Куприн, похмельный, распухший, с растрепанными волосами, стоя посреди комнаты, громко объявил:
— Сейчас пусть споют мне, и не что-нибудь, а настоящую старую таборную песню. А потом уж мы с Павлом Ивановичем засядем писать…
Запевала дочь старого цыгана — некрасивая, длинноносая, с лицом, порченным оспой, и с прекрасными темными глазами.
Ой да, ой да бида
Прэлэндэ накачалась:
Чай разнесчастна
Навязалась…
Ее отец, не выпуская изо рта трубки, пристально вонзался в нее черными глазами, сверкающими среди желтых белков, и в любимых местах умоляюще шептал:
— Романес, Маша, романес…
— По-цыгански просит петь… — блаженно щурясь, объяснял Куприн съежившемуся Комарову.
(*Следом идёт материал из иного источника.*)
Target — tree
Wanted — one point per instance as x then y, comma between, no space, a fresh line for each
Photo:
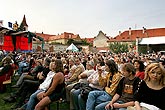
117,47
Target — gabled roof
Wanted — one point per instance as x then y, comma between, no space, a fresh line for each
126,36
46,37
101,33
24,21
65,35
88,40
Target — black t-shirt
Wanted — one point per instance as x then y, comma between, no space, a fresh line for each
127,88
151,96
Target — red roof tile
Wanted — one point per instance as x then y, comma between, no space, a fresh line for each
139,34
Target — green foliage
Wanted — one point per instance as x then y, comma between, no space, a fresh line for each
117,47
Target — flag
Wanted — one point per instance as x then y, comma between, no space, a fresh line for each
10,25
129,31
1,22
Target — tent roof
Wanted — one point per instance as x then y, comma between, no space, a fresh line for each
153,40
72,47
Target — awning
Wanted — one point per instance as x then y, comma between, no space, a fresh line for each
153,40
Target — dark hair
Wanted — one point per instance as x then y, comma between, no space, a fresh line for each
141,67
58,66
113,68
129,68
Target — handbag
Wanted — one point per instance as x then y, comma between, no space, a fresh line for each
84,91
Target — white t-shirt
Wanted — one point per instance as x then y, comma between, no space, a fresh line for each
45,85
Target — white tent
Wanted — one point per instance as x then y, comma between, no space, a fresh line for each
153,40
72,47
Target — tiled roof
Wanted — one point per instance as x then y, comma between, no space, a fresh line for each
45,36
64,35
126,36
89,40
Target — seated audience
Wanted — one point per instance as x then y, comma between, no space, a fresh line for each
126,89
98,99
151,93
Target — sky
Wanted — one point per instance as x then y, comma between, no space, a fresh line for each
84,17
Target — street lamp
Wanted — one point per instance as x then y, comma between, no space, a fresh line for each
146,34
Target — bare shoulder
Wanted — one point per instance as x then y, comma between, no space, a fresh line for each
59,76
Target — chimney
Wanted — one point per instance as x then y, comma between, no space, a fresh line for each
129,31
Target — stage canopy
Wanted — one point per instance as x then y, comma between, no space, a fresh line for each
73,48
152,40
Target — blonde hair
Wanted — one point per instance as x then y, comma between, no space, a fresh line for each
152,67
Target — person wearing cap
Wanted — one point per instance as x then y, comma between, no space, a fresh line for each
31,75
82,79
79,101
98,99
29,86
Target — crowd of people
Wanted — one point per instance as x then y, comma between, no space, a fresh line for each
93,81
Когда вступал хор, старый цыган подхватывал припев своим ужасным, охрипшим, но необыкновенно верным голосом, и вся комната утопала в странном, диком и восхитительном сплетении множества женских и мужских голосов. Слов никаких не было в припеве, были звуки, похожие на звон колокольчика, на стоны, на радостные выкрики. И вот вылетала плясунья Наташа, и хор, разгоряченный песней и пляской, приходил в полное неистовство.
Захваченный этой дикой и прекрасной музыкой, Куприн недвижно стоял, подняв руки, словно собираясь творить молитву. Все — жена, семья, литература, собственное творчество — казалось ему в эти минуты дурным, плоским, незначительным. Душа просила воли, простора, забвения себя…
Ах, какая беда
На нас напала,
Несчастливая девушка
Меня полюбила.
Ой, если не отдадите
Мне ее по чести,
Увезу насильно…
Ой, мои серые,
Серые да еще гнедые-рыжие,
Над нами только бог,
Пусть благословит!..
— Маныч! — громко шептал Куприн, глядя сквозь слезы на лице на веселящийся табор. — Маныч! Шампанского чавалам и цыганкам! А мне водки, Маныч! Как они поют, боже мой, как поют!..
Виолончелью гудело густое контральто старой цыганки, яростно и пылко вела древнюю мелодию преображенная песней Маша, сине-красной змейкой извивалась прекрасная плясунья…
— Что здесь происходит, Александр Иванович?
Маленький лысоватый человек в пенсне незаметно появился в номере.
Куприн гневно обернулся на голос, но, узнав Вересаева, расцвел:
— Викентий Викентьевич!. Дорогой! Послушайте цыган с нами… Маныч, водки господину Вересаеву!
— Нет уж, увольте. — Вересаев наклонил скучное лицо. — Я попросил бы вас на минутку выйти со мной в коридор. У меня поручение от Марии Карловны…
В душном от ковровых дорожек коридоре Вересаев бесстрастным голосом принялся отчитывать Куприна:
— Что вы с собой делаете? — Не жалеете семью, так хоть себя пощадите. На вас сейчас смотрит вся читающая Россия, а вы… Вы черт знает чем занимаетесь!